Um manual de humor do caraças
“A Doença, o Sofrimento e a Morte entram num Bar”, de Ricardo Araújo Pereira, é um compêndio das 1001 maneiras e técnicas de fazer rir
Por Carlos Castelo
“A doença, o sofrimento e a morte entram num bar” é um opúsculo que, nas palavras do português Ricardo Araújo Pereira, procura identificar e discutir algumas características de uma maneira muito particular de enxergar e pensar o mundo: a dos humoristas. Num planeta em que a democracia está defunta e um de seus pilares é o humor (cite um comediante importante do III Reich ou do período stalinista), notamos o quão supérflua seria esta pequena obra em tempos hodiernos.
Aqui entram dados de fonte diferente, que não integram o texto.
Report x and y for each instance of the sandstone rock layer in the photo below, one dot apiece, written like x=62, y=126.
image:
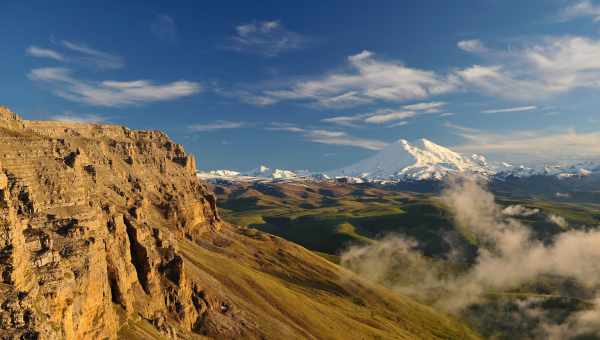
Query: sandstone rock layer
x=106, y=233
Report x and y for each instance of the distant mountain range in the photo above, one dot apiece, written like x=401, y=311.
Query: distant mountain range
x=421, y=160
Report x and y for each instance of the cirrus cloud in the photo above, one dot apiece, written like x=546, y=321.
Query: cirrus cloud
x=110, y=92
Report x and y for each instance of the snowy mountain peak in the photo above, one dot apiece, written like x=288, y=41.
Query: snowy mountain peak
x=419, y=160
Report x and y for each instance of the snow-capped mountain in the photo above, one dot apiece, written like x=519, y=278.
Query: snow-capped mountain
x=263, y=172
x=560, y=171
x=420, y=160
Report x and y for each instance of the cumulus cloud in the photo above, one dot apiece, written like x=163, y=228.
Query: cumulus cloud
x=110, y=92
x=474, y=45
x=268, y=38
x=40, y=52
x=509, y=256
x=330, y=137
x=217, y=125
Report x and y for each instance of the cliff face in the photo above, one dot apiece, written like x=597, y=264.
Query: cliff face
x=89, y=215
x=106, y=233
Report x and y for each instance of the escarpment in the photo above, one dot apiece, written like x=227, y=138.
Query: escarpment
x=89, y=217
x=106, y=233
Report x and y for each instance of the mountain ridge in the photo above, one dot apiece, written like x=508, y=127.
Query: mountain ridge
x=421, y=160
x=107, y=233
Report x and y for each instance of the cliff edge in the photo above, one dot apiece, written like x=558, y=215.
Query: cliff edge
x=106, y=233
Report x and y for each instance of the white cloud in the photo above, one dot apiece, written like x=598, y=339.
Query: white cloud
x=91, y=56
x=381, y=116
x=217, y=125
x=399, y=124
x=512, y=109
x=346, y=120
x=367, y=79
x=530, y=146
x=164, y=28
x=581, y=9
x=552, y=66
x=269, y=38
x=427, y=107
x=387, y=116
x=518, y=210
x=40, y=52
x=110, y=92
x=330, y=137
x=79, y=118
x=474, y=46
x=558, y=220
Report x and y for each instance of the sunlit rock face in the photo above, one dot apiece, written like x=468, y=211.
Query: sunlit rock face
x=88, y=218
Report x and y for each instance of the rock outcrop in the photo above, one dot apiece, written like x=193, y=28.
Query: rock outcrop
x=88, y=218
x=106, y=233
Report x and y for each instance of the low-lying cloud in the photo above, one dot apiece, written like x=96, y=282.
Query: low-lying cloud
x=509, y=256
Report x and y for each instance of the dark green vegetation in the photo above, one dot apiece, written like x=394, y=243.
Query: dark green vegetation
x=327, y=217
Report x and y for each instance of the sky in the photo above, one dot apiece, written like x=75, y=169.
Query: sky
x=315, y=85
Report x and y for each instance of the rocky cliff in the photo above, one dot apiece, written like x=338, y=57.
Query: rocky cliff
x=106, y=233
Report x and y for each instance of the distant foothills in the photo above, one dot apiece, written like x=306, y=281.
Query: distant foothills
x=421, y=160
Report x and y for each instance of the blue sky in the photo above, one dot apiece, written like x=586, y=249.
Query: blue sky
x=319, y=84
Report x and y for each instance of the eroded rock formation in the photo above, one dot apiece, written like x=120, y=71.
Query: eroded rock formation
x=88, y=218
x=106, y=233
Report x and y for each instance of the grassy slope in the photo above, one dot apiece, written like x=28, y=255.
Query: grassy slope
x=279, y=290
x=326, y=218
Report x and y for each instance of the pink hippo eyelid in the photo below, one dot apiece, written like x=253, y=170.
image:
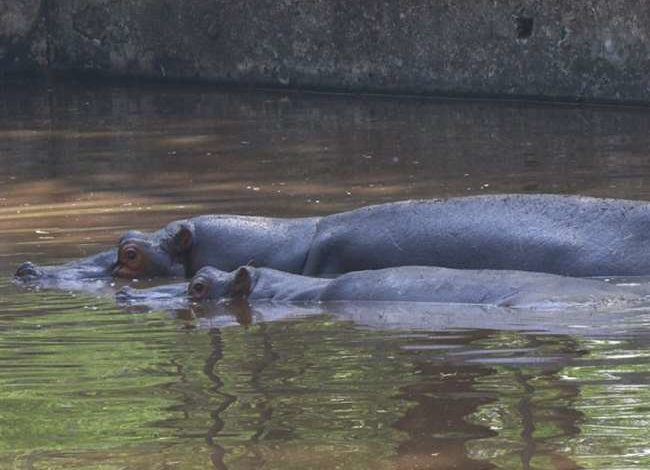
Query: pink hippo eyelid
x=198, y=289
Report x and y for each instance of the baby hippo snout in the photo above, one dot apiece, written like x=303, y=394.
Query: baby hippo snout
x=128, y=294
x=28, y=271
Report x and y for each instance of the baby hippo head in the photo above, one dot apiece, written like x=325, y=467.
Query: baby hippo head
x=211, y=283
x=161, y=253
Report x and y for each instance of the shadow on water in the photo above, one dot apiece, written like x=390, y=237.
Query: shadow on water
x=84, y=384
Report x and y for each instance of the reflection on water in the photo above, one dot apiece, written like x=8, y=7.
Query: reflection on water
x=85, y=384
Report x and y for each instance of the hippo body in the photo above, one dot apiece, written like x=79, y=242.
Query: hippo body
x=516, y=289
x=576, y=236
x=569, y=235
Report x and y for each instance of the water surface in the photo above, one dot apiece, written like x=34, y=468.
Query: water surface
x=84, y=384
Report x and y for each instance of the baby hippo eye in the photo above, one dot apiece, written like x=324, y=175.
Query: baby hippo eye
x=131, y=254
x=198, y=290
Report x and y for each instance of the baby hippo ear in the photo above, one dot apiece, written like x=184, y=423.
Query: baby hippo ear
x=183, y=238
x=242, y=284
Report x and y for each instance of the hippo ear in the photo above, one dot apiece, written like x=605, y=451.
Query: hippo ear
x=242, y=284
x=183, y=238
x=130, y=235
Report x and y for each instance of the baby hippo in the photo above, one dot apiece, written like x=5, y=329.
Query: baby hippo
x=517, y=289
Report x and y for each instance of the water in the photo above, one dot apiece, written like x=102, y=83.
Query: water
x=84, y=384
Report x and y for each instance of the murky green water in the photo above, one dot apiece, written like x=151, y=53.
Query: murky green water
x=84, y=384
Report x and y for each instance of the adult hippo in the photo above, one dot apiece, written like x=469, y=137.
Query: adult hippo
x=183, y=247
x=516, y=289
x=570, y=235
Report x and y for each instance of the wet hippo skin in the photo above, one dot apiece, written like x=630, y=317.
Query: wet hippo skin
x=576, y=236
x=570, y=235
x=503, y=288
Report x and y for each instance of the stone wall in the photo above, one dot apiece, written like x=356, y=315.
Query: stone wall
x=589, y=49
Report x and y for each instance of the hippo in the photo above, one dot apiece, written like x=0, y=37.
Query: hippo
x=503, y=288
x=568, y=235
x=182, y=247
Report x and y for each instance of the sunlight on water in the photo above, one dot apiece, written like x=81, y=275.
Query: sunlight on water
x=84, y=384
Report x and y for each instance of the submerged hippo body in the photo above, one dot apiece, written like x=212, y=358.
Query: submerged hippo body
x=576, y=236
x=409, y=283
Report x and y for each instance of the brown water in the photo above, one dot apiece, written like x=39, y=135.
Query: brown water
x=84, y=384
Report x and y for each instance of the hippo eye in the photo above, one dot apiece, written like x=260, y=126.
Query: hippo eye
x=199, y=290
x=131, y=254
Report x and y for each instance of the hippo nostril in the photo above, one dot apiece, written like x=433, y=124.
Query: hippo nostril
x=198, y=290
x=28, y=270
x=124, y=294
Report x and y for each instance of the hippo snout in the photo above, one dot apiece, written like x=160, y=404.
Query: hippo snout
x=28, y=271
x=127, y=294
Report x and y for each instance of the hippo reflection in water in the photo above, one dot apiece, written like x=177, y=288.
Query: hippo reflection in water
x=569, y=235
x=516, y=289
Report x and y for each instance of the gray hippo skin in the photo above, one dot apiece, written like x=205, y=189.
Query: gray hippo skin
x=517, y=289
x=182, y=247
x=576, y=236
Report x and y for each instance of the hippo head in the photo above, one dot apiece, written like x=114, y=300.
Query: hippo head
x=162, y=253
x=211, y=283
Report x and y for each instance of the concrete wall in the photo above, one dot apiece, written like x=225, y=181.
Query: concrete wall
x=589, y=49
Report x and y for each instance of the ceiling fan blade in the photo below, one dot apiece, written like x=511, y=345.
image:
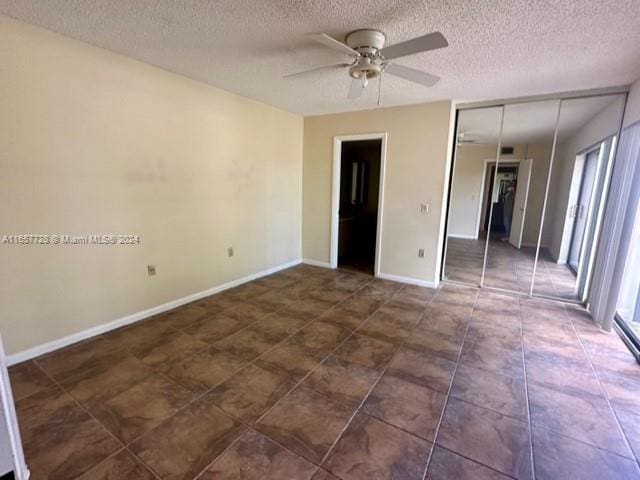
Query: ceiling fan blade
x=357, y=87
x=431, y=41
x=318, y=69
x=411, y=74
x=331, y=42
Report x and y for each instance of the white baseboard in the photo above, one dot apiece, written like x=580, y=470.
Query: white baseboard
x=316, y=263
x=466, y=237
x=408, y=280
x=136, y=317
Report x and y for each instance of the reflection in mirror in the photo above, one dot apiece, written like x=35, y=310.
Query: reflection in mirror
x=516, y=188
x=477, y=135
x=578, y=181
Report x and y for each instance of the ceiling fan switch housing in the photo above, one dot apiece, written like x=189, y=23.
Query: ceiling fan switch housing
x=366, y=39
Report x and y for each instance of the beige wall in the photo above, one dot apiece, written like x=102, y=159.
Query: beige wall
x=466, y=189
x=557, y=225
x=417, y=158
x=632, y=109
x=93, y=142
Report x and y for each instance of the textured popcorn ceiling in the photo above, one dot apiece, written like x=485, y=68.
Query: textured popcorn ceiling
x=533, y=122
x=497, y=49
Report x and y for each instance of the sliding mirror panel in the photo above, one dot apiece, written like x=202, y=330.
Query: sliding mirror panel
x=477, y=138
x=515, y=192
x=578, y=183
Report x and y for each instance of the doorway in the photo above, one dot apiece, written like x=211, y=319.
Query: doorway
x=357, y=202
x=508, y=194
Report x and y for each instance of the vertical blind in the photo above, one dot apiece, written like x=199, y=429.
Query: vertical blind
x=617, y=229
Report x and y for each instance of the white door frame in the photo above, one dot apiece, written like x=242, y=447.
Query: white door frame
x=503, y=162
x=7, y=409
x=335, y=193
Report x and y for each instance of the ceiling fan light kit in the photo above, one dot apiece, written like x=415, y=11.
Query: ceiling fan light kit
x=371, y=58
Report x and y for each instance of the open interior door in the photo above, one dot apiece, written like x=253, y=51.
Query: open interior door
x=520, y=203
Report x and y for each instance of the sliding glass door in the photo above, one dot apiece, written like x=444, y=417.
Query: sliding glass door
x=528, y=190
x=628, y=305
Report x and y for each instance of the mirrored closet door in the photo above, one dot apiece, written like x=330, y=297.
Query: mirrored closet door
x=527, y=193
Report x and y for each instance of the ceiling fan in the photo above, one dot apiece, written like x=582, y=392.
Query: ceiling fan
x=371, y=58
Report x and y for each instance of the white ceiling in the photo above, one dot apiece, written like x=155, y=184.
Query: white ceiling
x=533, y=122
x=497, y=49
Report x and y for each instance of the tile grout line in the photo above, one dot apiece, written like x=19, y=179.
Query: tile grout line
x=252, y=362
x=198, y=397
x=195, y=399
x=526, y=392
x=86, y=410
x=448, y=395
x=374, y=385
x=604, y=391
x=252, y=426
x=320, y=362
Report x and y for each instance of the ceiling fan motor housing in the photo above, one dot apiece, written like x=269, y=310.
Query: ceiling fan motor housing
x=367, y=43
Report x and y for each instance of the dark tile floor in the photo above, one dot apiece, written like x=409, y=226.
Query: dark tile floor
x=508, y=268
x=325, y=375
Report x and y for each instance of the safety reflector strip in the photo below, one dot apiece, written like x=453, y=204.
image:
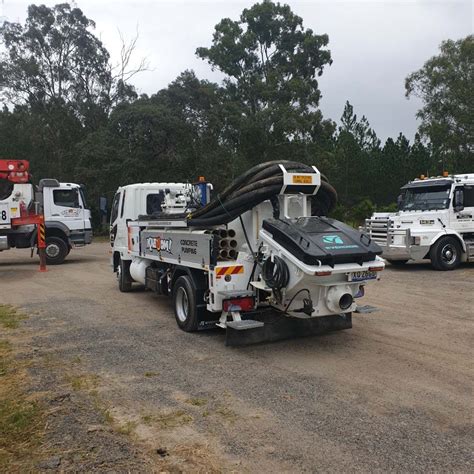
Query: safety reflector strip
x=234, y=270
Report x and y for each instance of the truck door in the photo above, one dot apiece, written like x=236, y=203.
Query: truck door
x=463, y=216
x=113, y=218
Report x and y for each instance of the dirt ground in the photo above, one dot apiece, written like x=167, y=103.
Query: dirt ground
x=395, y=393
Em seus capítulos encontramos as mais finas crônicas que versam sobre 1001 técnicas de fazer rir. De contrapor o banal ao solene (e vice-versa) ao recurso de exagerar discursos, não esquecendo-se da clássica saída da imitação. Dito desta forma objetiva, o compêndio de Pereira poderia parecer previsível. Contudo, mesmo o maior dos didatismos, redigido por um humorista talentoso e bem informado como ele, nunca é tedioso.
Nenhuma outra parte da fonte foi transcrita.